Your Equity Fund Might Hold More (or Less) Cash Than You Expect
We use our Stylus Pro system’s patented Dynamic Style Analysis (DSA) with daily fund data to determine whether U.S. equity mutual funds have substantially decreased market exposure in the highly volatile period from early-February to mid-March
The past few weeks have been very challenging for all of us. As we navigate the news cycles and aim to keep our information intake at a healthy level, it is important to stay focused and calm during turbulent times. Likewise, when investors are faced with increasingly high stock market volatility, it is often prudent to de-risk. However, for most mutual fund managers a significant sell-off or hedging of core assets is not acceptable as such practices are typically outside funds’ prescribed mandates. As market volatility shot up in February and March (as measured by VIX in the chart above), most active Large-Cap U.S. mutual funds appear to have remained nearly fully invested and witnessed their portfolios losing between -10% and -30% over the past month and a half (vs. -15.7% for S&P 500 Index).1
However, some funds, such as Akre Focus Instl (AKRIX), were known to hold significant amounts of cash as of December 2019 (18% per Morningstar2), so the fact that this fund lost less than the other 446 non-index U.S. Large Cap mutual funds (with AUM>$500M) is not surprising. Whether this or other funds in the group increased their cash exposure or hedged during February or March, we won’t know for months due to the reporting lag. And it is likely investors may never know. Funds are required to report positions at the end of each quarter, though some report monthly, so any short-term dynamic changes in allocations during this period won’t be reflected.
The good news for investors is that mutual funds publish daily NAVs which can be used to get daily transparency on the fund manager’s “macro” moves such as sectors, styles, cash allocations, etc. Below, we use our Stylus Pro system’s patented Dynamic Style Analysis (DSA) with daily fund data to determine whether active Large-Cap mutual funds have substantially decreased market exposure in the highly volatile period from early-February to mid-March.3 DSA with daily data has proved crucial in detecting short-term allocation changes of funds.
For the universe of 447 active Large-Cap U.S. Equity mutual funds, the scatter chart below shows the percentage of each fund’s estimated increase in cash exposure (Y-axis) vs. each fund’s total $AUM (X-axis).
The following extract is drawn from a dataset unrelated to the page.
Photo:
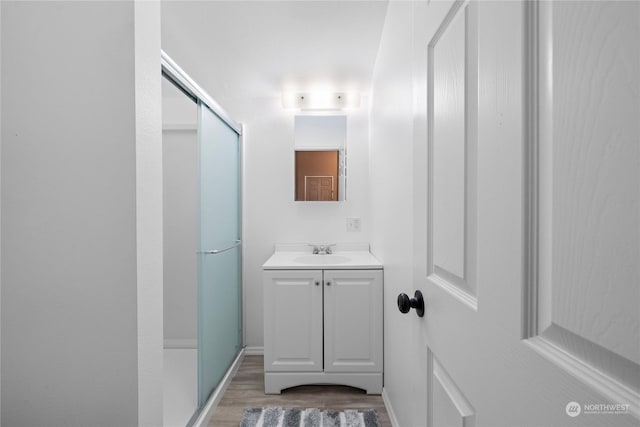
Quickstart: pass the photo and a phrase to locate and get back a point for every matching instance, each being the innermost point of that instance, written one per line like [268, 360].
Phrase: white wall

Each point on the chart corresponds to a fund in the universe. If the fund appears above the X-axis, its cash exposure has increased by the Y-coordinate amount since the beginning of the year. Likewise, for points below the axis, their cash exposure has decreased by the Y-axis amount. Funds with significant changes (over 5%) are highlighted in orange.4
Not surprisingly, we estimate that most of the funds increased cash exposure in the period, some of them substantially so. But there are several funds that significantly lowered their cash exposure. One example is the anonymous Equity Income fund with $2.5B shown in the chart below (cash exposure is shown in green). The fund’s disclosures show a 29% cash position as of 2019 year-end, so our cash estimate in the chart is fairly accurate. As of March 13th, the fund was fully invested by our estimates.
It’s worth noting that per the fund’s last portfolio disclosure, it had sold S&P 500 index call options with different expiration dates, so we may be witnessing an artifact of derivatives accounting rather than an actual reinvestment in the market.
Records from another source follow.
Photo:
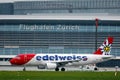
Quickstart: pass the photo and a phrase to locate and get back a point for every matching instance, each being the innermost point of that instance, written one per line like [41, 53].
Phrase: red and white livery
[56, 61]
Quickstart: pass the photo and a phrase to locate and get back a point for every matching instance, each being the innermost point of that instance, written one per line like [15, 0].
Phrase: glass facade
[43, 37]
[67, 6]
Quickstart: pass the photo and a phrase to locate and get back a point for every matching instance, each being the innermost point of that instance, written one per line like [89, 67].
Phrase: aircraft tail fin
[105, 48]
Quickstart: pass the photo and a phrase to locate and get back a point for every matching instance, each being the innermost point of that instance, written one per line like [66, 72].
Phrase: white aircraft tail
[105, 48]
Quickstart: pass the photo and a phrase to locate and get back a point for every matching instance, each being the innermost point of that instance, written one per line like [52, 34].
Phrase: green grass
[50, 75]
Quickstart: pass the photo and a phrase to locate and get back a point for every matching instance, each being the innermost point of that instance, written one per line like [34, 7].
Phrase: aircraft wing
[6, 57]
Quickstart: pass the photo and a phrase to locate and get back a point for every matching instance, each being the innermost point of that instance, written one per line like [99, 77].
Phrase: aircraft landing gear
[62, 69]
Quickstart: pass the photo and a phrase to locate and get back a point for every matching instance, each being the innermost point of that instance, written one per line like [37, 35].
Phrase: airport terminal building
[22, 31]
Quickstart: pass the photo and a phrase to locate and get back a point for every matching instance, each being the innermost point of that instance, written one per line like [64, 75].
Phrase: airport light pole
[96, 32]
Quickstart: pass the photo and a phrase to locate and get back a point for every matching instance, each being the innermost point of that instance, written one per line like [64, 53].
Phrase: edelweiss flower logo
[106, 48]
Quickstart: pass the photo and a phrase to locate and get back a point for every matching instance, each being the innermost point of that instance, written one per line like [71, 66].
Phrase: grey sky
[2, 1]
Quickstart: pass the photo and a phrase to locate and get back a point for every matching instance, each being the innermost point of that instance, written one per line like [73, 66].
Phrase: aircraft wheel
[62, 69]
[56, 69]
[95, 68]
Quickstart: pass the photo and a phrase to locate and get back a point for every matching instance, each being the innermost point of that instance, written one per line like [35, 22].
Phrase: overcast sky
[2, 1]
The $21B AUM Growth equity fund in the chart below is an example drawn from the majority of funds that increased their cash exposure at the end of February – beginning of March. Also, note the increased exposure to defensive sectors – Utilities, Healthcare and Consumer staples – which seems like a sensible thing to do in this highly volatile market.
It goes without saying that in volatile times like the present, it is prudent to have as much transparency with regard to fund risk exposures in your portfolio as possible. Rather than waiting a few months to discover shifts in your funds’ portfolios that are too late for you to respond to effectively, more frequent exposure estimates can help investors, consultants and advisors make more informed allocation and risk management decisions that may be necessary during periods of elevated volatility.
- 1Source of fund data: Morningstar. 447 mutual funds include all non-index funds in Large Cap Growth, Blend and Value categories with AUM greater than $500M.
- 2Here and further fund holdings information is taken from either Morningstar or funds’ websites.
- 3DISCLAIMER: MPI conducts performance-based analyses and, beyond any public information, does not claim to know or insinuate what the actual strategy, positions or holdings of the funds discussed are, nor are we commenting on the quality or merits of the strategies. This analysis is purely returns-based and does not reflect actual holdings. Deviations between our analysis and the actual holdings and/or management decisions made by funds are expected and inherent in any quantitative analysis. MPI makes no warranties or guarantees as to the accuracy of this statistical analysis, nor does it take any responsibility for investment decisions made by any parties based on this analysis.
- 4Please note that cash exposure is estimated and in certain cases may not be directly tied to the actual cash or bond position increase, but rather a reflection of defensiveness of stocks or use of derivatives.